Seit sich in der Mauserstraße 1993 eine Ditib-Moschee angesiedelt hat, ist das Gebiet mehr und mehr zu einer Einkaufsmeile für Lebensmittel und Haushaltsgegenstände des östlichen Mittelmeers geworden. Es gibt dort Friseursalons, Geschäfte für Damenmode und Möbelhäuser. Gut ein Dutzend Läden sind es inzwischen, die sich in den alten Fabrikhallen zum Teil nur sehr provisorisch eingerichtet haben – mancherorts pfeift der Wind durch.

Glaubt man der Marketingberaterin Sevil Özlük, kommen monatlich 35 000 Menschen zum Einkaufen und Beten dorthin. Im Supermarkt Hak Verdi hört man die Leute neben Deutsch auch Türkisch, Arabisch, Hindi oder Amharisch sprechen. „Das Quartier ist ein Wirtschaftsfaktor, die Leute kommen sogar aus Heilbronn, um hier einzukaufen“, sagt Özlük. Parkplätze sind in der Straße kaum zu bekommen, vor allem freitags und am Wochenende wird oft in der zweiten Reihe geparkt.

Bei der Stadt sieht man die Entwicklung mit gemischten Gefühlen. Das Areal ist in einem der letzten klassischen Industriegebiete der Stadt. Direkt an der Bahnlinie gelegen, dürfen dort auch besonders lautstarke oder geruchsintensive Industrien angesiedelt werden. Bis vor drei Jahren schauten die Behörden zu, wie nach und nach immer mehr Einzelhändler und Restaurants in der Mauserstraße eröffneten. Dann gab der Autozulieferer Behr ein großes Werk direkt gegenüber der Moschee auf. Im Rathaus läuteten die Alarmglocken. Seitdem wird an einem neuen Bebauungsplan für das gesamte Gebiet gearbeitet. Einzelhandel und Vergnügungsstätten sollen untersagt werden. Bis der neue Bebauungsplan fertig ist, verhindert eine Veränderungssperre, dass neue Läden entstehen. Heute soll sie im Gemeinderat um ein weiteres Jahr verlängert werden.

Stuttgarts Baubürgermeister Matthias Hahn befürchtet, die Händler könnten in Konkurrenz mit der Feuerbacher Innenstadt treten.
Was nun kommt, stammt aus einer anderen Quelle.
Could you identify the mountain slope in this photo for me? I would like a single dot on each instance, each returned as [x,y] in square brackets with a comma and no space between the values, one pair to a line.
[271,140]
Für Seycan Öztürk von der Metropole-Bäckerei ist das nicht überzeugend. „Schauen Sie sich doch an, was man hier kaufen kann – alles Dinge, die man im Feuerbacher Zentrum nicht bekommt“, sagt sie. Und sie hat Recht. Bei dem Händler Fahri Aralan gibt es Samoware, Wasserpfeifen und Kostüme, die kleine Jungs beim Beschneidungsfest tragen. Für die Händler bedeutet die Veränderungssperre Stillstand. Viele von ihnen sind nur teilweise genehmigt oder geduldet. Solange die Sperre besteht, ist keine Genehmigung zu bekommen. „Die Händler wollen alle gerne ihre Läden renovieren – aber wer würde in so einer Situation schon Geld investieren?“, fragt Sevil Özlük.

Die Inhaber der Metropole-Bäckerei, Halil Selvi und Halil Aydin, haben das Behr-Werk inzwischen gekauft. Sie wollen dort ein Künstlerdorf mit Theater, Proberäumen, Ateliers und einer Behindertenwerkstätte einrichten – und hoffen, dass der Gemeinderat diese Nutzung ausnahmsweise erlaubt. Ende Februar wird darüber entschieden. Doch Özlük ist das nicht genug. Sie will jetzt beginnen, das ganze Areal aufzuwerten und hat dafür inzwischen das Mandat aller drei Grundstückseigentümer: des Moschee-Vereins, des Händlers Fahri Aralan und der Geschäftspartner Aydin und Selvi. Mit ihren Plänen geht Özlük bei den Gemeinderats- Fraktionen hausieren und hofft, dass sie damit überzeugen kann. Ein Abkommen soll der Stadt ermöglichen, das Behr-Werk in einigen Jahren zu kaufen, falls sich doch noch ein Interessent aus der Industrie findet. Dass es so kommt, glauben die Händler in der Mauserstraße nicht.Zu lange hält das Sterben der Industrie in dem Quartier schon an.